La crevasse s’élargissait enfin ; les rayons du soleil parvenaient désormais à atteindre le fond du ravin, diffractant ses doux rayons sur les roches grises et poreuses qui avaient pleinement pris possession des lieux.

Une traînée noire, à la manière d’une brûlure, serpentait au sol, et s’éloignait dans la crevasse. La chose qui avait laissé une telle trace était passée là récemment ; la traînée semblait frémir, et dégageait de la chaleur, à la manière d’une lave charbonneuse. Parfois, des bulles se formaient sur la trace, comme si cet étrange liquide était en ébullition permanente. Une légère odeur de décomposition et de brûlé flottait dans l’air.

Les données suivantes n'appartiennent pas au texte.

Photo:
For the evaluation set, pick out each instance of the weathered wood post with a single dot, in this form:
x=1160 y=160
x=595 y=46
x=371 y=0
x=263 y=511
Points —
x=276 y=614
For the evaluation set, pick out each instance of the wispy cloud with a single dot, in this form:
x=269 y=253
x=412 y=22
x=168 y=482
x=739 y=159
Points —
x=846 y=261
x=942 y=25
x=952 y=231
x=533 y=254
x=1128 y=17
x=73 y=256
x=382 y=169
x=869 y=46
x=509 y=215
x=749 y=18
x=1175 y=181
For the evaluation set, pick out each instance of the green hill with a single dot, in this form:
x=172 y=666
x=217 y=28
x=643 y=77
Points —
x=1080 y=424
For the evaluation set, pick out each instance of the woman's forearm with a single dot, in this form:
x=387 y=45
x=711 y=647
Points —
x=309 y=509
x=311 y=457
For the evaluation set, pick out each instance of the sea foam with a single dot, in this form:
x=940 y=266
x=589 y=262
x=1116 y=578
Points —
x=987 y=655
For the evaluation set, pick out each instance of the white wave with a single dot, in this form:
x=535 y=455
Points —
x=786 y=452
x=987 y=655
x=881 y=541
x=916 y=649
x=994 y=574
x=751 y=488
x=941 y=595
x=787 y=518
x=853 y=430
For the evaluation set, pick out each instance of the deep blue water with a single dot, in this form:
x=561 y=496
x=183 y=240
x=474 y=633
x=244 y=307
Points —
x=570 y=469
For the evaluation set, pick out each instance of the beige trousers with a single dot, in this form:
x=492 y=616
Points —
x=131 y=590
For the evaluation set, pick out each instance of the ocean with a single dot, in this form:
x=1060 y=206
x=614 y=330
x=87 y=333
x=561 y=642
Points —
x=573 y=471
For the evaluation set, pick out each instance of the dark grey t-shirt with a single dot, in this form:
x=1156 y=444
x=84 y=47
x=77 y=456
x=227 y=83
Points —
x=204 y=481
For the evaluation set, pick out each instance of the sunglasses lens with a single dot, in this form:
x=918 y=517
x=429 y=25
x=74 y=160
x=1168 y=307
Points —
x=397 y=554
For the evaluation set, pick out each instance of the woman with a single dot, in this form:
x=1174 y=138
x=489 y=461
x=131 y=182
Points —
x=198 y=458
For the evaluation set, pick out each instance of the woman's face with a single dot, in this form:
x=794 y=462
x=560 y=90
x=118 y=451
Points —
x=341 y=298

Deux hommes suivaient la trace en silence.

Concentrés et prudents.

Le premier, large d’épaules, et de grande taille, était doté d’une épaisse touffe de cheveux bruns sur le crâne et rasé sur les côtés, et un regard qui sondait les alentours avec méfiance. Une cicatrice impressionnante barrait son cou. Il avançait un peu courbé, et s’amusait à régulièrement faire craquer les jointures de ses doigts. Sa fine armure matelassée lui conférait un air plus imposant encore, et ses énormes chaussures de marche rendaient chacun de ses pas un peu trop raide. Il n’était pas fait pour la discrétion malgré ses efforts apparents.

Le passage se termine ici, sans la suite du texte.